You remember that Friday night we had a couple years ago? Just you and me, out there in the stadium with the Cyclones and the Cowboys. When we walked out under those lights, it felt like everyone's eyes were on us. On you. God, you were so radiant... And you shocked the world that night. No one saw that coming. I always believed in you college football, but I didn't know it could be like that. So sweet, so satisfying... I don't know if I've ever been happier than I was that night.

Look, I'll just come out and say it: College football, I love you. I... I really, really love you.

Ha ha... WHEW! I said it! God, I feel so free...

But it's true. College football, I LOVE you. I love you so much that I want to shout it from the Campanile of Ames to the plains of Texas to the mountains of West Virginia. I love you, and I need you in my life.

You might not know this, but I saw you last night.

What?! No, I am not STALKING you. God, you can be so dramatic at times...

No, I was in the bar. I'm there a lot these days. But all of a sudden you walked through the door. Like a vision. Like an angel, sent here to rescue me from the drab and colorless world I've been stuck in since you left.

And when you started dancing... Damn, it was just like old times. You know just the way to get me started. Ole Miss-Vanderbilt? Fresno State-Rutgers? Even Utah-Utah State was vibrant, full of life and the promise of a new beginning. Some might even call it erotic.

So take me back, college football. I'll be so good to you baby. I'll be there for you whenever you need me. And not just for the big stuff. The Big 12, the SEC, Pac 12... of course I'm there for that. But for the little stuff, too. An AAC game at 9:00 AM? I'm there. A midnight kickoff for Colorado State at Hawaii? I'm your fan. Just tell me what you need, what you want, and I'll do it for you. Whenever you call me, I'll be there. I'll be around.

Okay, okay, you got me. That's an old Spinners lyric. But I mean it from the bottom of my heart. 'Cause things will never be better than they are right now. There is so much hope and promise in your world right now, college football. It's like we're at the start of this brand-new, glorious season of rebirth... Everything's laid out before us, it's all ours for the taking. And you and me, college football. We can experience it together.

That's what I love most about you, college football. This moment. This moment right now, before we start this whole crazy relationship up again. Everyone in the nation believes in you right now. You know that, don't you? Everyone believes in you, in your promise, in your possibility. Every single fan thinks their team has a chance to go undefeated and hoist a national championship trophy this year.

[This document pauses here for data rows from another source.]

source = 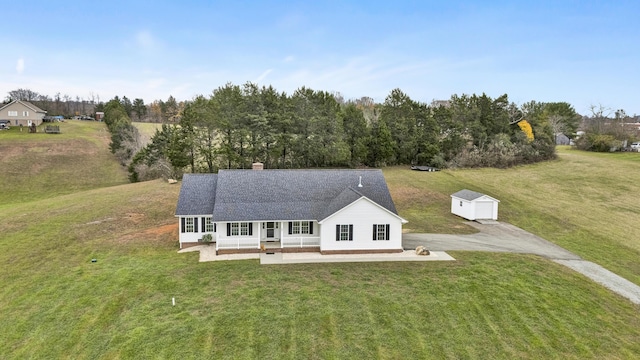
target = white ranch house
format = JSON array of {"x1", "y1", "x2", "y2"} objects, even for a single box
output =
[
  {"x1": 450, "y1": 189, "x2": 499, "y2": 221},
  {"x1": 175, "y1": 167, "x2": 407, "y2": 254}
]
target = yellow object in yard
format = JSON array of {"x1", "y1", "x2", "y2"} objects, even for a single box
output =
[{"x1": 518, "y1": 120, "x2": 534, "y2": 142}]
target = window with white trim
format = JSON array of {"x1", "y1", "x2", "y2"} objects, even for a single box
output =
[
  {"x1": 372, "y1": 224, "x2": 390, "y2": 241},
  {"x1": 336, "y1": 224, "x2": 353, "y2": 241},
  {"x1": 8, "y1": 111, "x2": 17, "y2": 117},
  {"x1": 288, "y1": 221, "x2": 313, "y2": 235},
  {"x1": 202, "y1": 217, "x2": 214, "y2": 232},
  {"x1": 227, "y1": 222, "x2": 253, "y2": 236},
  {"x1": 181, "y1": 217, "x2": 198, "y2": 233},
  {"x1": 23, "y1": 111, "x2": 29, "y2": 116}
]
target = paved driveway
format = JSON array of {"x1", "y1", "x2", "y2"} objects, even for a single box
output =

And you give them that chance! You let everyone believe in you, because they do have that chance right now. Well, maybe not North Carolina. But every other team is starting from scratch, about to embark on a thrilling journey. C'mon, college football. Let me take that thrilling journey with you.

Listen to me! I'm as giddy with anticipation as a schoolboy on the night before Christmas! A desperately horny schoolboy on the night before Christmas who wants to ravish your sweet, fertile expanses.

So take me back, college football. I can't stand being without you for one more second. I need you in my life. I mean that. It's a physical craving. I need you like a fish needs water. Like Mark May needs his teleprompter. Like a Northern Iowa fan needs the Hawkeyes.

Look, this a big decision. I know it is. Why don't we start small... There's an Iowa State game tomorrow. Northern Iowa's coming to town. 7:00. What do you say, college football? Take me back?

You will? YOU WILL?! Oh college football, you've made me the happiest fan on earth! And things will be different this time, I swear. We're gonna be together forever...

God, I love you so much, college football. Now let's go get busy in the stadium bathroom. If you get pregnant, we'll name the kid "Win."